Is it possible to save the streams to one single file?

2014-11-20 Thread jishnu.prathap
Hi
My question is generic:

§  Is it possible to save the streams to one single file ? if yes can you give 
me a link or code sample?

§  I tried using .saveastextfile but its creating different file for each 
stream. I need to update the same file instead of creating different file for 
each stream.
My Use Case:

§  Retrieve twitter streams , then extract each tweets and perform sentiment 
analysis on them. Count the number of +ve and -ve sentiments.

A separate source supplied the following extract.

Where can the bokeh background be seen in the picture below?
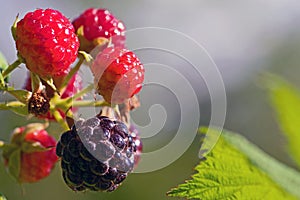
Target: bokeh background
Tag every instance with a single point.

§  Save the count in a file .file should get updated with each stream.

object sparkAnalytics {
  def main(args: Array[String]) {

org.apache.log4j.LogManager.getRootLogger().setLevel(org.apache.log4j.Level.ERROR);
val sentimentAnalyzer = new SentimentAnalyzer();
System.setProperty("twitter4j.oauth.consumerKey", "***")
System.setProperty("twitter4j.oauth.consumerSecret", "**")
System.setProperty("twitter4j.oauth.accessToken", " ")
System.setProperty("twitter4j.oauth.accessTokenSecret", "**")
val sparkConf = new 
SparkConf().setAppName("TwitterSentimentalAnalysis").setMaster("local[4]").set("spark.eventLog.enabled",
 "true")
val ssc = new StreamingContext(sparkConf, Seconds(2))
val stream = TwitterUtils.createStream(ssc, None) //, filters)
val statuses = stream.map(
  status => sentimentAnalyzer.findSentiment(
 status.getText().replaceAll("[^A-Za-z0-9 \\#]", "")))
val line = statuses.map(   tweetWithSentiment => 
tweetWithSentiment.getCssClass())
val pos = line.filter(s => s.contains("sentiment-positive"))
val k = pos.count
k.print //Instead of Printing it in the console i have to update a file
val neg = line.filter(s => s.contains("sentiment-negative"))
val n = neg.count
n.print //Instead of Printing it in the console i have to update a file
ssc.start()
ssc.awaitTermination()

  }
}

Thanks & Regards
Jishnu Menath Prathap


The information contained in this electronic message and any attachments to 
this message are intended for the exclusive use of the addressee(s) and may 
contain proprietary, confidential or privileged information. If you are not the 
intended recipient, you should not disseminate, distribute or copy this e-mail. 
Please notify the sender immediately and destroy all copies of this message and 
any attachments.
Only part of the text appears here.